In a world that’s so digital, it’s easy to “meet” people before you actually physically see them. College roommates, blind dates, and potential employers can look people up on Facebook or other social media sites and find out intimate details of their lives before they ever hear what their voice sounds like. Imagine if, when you meet this person face-to-face, they are the exact opposite of what their social media profile says. You’d feel cheated somehow, right? You already don’t trust them because you know they’re lying about something.
Now imagine you’re about to place your child for adoption, you’ve chosen a family based on the information you’ve seen before meeting face-to-face. You think you know certain fundamental elements of this family’s life, but when you meet them, they’re nothing like they portrayed themselves. All of a sudden, you can’t think about how your child is going to grow up anymore because it’s so different from what you saw in their adoption profile.
So when you’re presenting yourself in an adoption profile, what should you do? Just be YOU! It’s the first, and best, piece of advice given to hopeful adoptive couples and families when creating their adoption profiles. So many times, prospective adoptive parents want to know what’s going to get their profile noticed. What do “most expectant mothers” look for? The answer: every single birth parent is different, just like every single adoption is different. While one birth parent loves your two big, goofy dogs, another birth parent is afraid of them. And one birth parent wants her child to have a large family, but another would prefer them to be the first, or only, child.
You have a unique personality. Your family has a unique personality. Why not show that off? Do you love to travel? Are you always outdoors? Are you more of a homebody who loves reading and sitting by the fireside with a puzzle? There’s a birth family out there who is looking for someone exactly like you, not who you pretend to be, not the best version of yourself, but you, with all of your flaws, quirks, and beautiful mistakes. Because guess what? Birth parents aren’t perfect. Adoptive parents aren’t perfect. Biological parents aren’t perfect. No one is perfect, so looking for perfection or trying to portray yourselves as perfect is a waste of time and effort because it doesn’t exist.
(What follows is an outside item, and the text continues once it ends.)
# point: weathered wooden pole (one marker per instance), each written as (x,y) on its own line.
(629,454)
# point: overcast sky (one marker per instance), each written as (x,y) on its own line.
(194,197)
If you try to please everyone, you’ll end up pleasing no one, not to mention stressing yourself out over trying to be someone you’re not. I think Lori Scobee, a social worker/birth parent counselor for Caring for Kids adoption agency said it best:
“It’s important that the profile books be a genuine reflection of your family because it’s the first thing prospective birth mothers/fathers will see regarding your family. It has to be an honest representation since that’s what they will be using to start making the most important decision of their lives! Every birth parent is looking for something different, and some things that will appeal to one mom might not appeal to others, and no one can ever predict what will draw a particular mom to your family. If you portray your family to be something that it isn’t and are selected by a birth parent, she will likely feel very deceived (because she has been deceived!) and it could forever harm the relationship. No one likes a bait and switch! Just be yourself, there will be birth parents that will fall in love with the real you!”
Be yourself. The real you—flaws and all—won’t be perfect for every birth parent, but for the one that matters, you will be perfect.